This US Navy handout photo released on May 26, 2026, by US Central Command Public Affairs shows an F/A-18E Super Hornet, attached to Strike Fighter Squadron (VFA) 14, preparing to make an arrested landing on the flight deck of Nimitz-class aircraft carrier USS Abraham Lincoln on May 25, 2026.
The United States and Iran traded strikes on June 1, as weeeks of indirect talks have so far failed to agree an end to the war or the reopening of the Strait of Hormuz, the key shipping channel for Gulf oil and gas.
Iran's Tasnim news agency said Tehran was suspending all exchanges with mediators in peace talks with the United States on Monday, blaming Israel's ongoing invasion of Lebanon.

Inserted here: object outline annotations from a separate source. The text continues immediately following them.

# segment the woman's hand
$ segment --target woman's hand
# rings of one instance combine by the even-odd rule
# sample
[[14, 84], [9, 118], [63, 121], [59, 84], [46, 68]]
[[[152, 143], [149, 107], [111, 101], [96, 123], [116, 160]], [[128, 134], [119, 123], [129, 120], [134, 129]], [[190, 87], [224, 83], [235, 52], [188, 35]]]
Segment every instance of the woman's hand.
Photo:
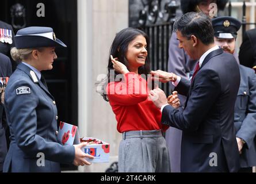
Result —
[[177, 75], [174, 73], [169, 73], [160, 70], [151, 71], [150, 74], [153, 75], [155, 79], [158, 79], [159, 81], [162, 83], [166, 83], [170, 81], [175, 82], [177, 79]]
[[114, 68], [115, 71], [122, 74], [125, 74], [129, 72], [129, 70], [128, 70], [127, 67], [122, 63], [119, 62], [117, 60], [117, 57], [114, 59], [112, 55], [110, 55], [110, 59], [113, 63], [113, 67]]
[[73, 161], [73, 164], [75, 166], [85, 166], [85, 165], [90, 165], [91, 163], [87, 161], [85, 158], [87, 158], [89, 159], [94, 159], [93, 156], [86, 154], [82, 151], [81, 148], [84, 146], [86, 146], [87, 143], [83, 142], [79, 144], [74, 145], [75, 147], [75, 159]]
[[178, 108], [181, 103], [179, 102], [179, 99], [178, 98], [178, 92], [176, 91], [173, 91], [173, 94], [168, 97], [167, 101], [168, 103], [174, 108]]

"Given the continuing crimes of the Zionist regime (Israel) in Lebanon and considering that Lebanon was one of the preconditions for the ceasefire and that this ceasefire has now been violated on all fronts, including Lebanon, the Iranian negotiating team is suspending dialogues and exchange of texts through mediators," Tasnim reported.

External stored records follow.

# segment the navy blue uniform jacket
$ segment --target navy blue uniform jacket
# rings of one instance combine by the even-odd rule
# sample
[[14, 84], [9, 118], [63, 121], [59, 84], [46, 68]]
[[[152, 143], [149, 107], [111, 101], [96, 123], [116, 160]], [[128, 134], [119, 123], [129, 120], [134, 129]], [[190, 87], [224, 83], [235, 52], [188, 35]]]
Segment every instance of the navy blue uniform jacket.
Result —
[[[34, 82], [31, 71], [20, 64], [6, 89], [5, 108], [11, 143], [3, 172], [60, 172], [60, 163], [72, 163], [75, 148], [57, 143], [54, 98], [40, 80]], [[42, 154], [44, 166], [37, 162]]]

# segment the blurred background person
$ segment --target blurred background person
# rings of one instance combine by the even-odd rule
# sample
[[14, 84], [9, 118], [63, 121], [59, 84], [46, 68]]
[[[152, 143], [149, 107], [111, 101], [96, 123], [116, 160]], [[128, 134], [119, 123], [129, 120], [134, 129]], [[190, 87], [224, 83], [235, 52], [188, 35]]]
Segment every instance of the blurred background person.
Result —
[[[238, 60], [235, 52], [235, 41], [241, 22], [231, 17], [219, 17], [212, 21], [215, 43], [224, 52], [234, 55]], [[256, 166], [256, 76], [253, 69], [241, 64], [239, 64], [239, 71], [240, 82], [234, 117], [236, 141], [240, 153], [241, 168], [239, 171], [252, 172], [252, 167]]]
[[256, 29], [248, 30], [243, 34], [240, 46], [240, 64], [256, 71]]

It said Iran was demanding the "immediate cessation" of Israel's military operations in Gaza and Lebanon and its withdrawal from areas it occupied in its northern neighbour as a precondition for resuming talks.
The U.S. military said it had carried out “self-defense strikes” on Iranian radar and drone control sites over the weekend, its third such wave in just over a week, this time in response to the downing of a U.S. MQ-1 drone.

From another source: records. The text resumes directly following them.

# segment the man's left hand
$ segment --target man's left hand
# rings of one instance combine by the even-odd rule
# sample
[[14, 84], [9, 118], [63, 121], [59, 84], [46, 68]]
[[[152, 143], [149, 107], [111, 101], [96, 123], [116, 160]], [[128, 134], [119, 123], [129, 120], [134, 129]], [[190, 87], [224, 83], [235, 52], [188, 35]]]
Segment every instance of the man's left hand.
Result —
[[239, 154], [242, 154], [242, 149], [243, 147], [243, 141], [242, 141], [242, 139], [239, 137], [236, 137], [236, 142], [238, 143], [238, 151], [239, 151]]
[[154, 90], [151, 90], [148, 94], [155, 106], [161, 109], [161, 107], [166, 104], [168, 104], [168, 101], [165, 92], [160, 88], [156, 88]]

Shortly afterwards, Iran’s Revolutionary Guard Corps (IRGC) told state media they had targeted an airbase used by the U.S. military from which the attack originated.
The IRGC did not identify the country said to be hosting the base, but the Kuwaiti military said its air defense had intercepted “hostile missile and drone attacks.”
Iran was already in talks with the United States about the fate of its nuclear program in February, when the U.S. and Israel launched air and missile strikes that wiped out much of the Islamic republic’s senior leadership and plunged the Middle East into war.
While Tehran has long insisted that its nuclear program is for purely civilian ends, the United States and its Western allies suspect it aims to develop am atomic weapon.
“We know when it is necessary to act on nuclear matters,” Iranian Foreign Ministry spokesman Esmaeil Baqaei told a weekly news briefing on June 1.
“No negotiations have taken place on the details of the nuclear file. At this stage, our priority is ending the war.”
“We insist that a ceasefire in Lebanon is an essential condition for any deal aimed at ending the war,” Baqaei said, adding, “The United States is also violating the ceasefire, including this morning.”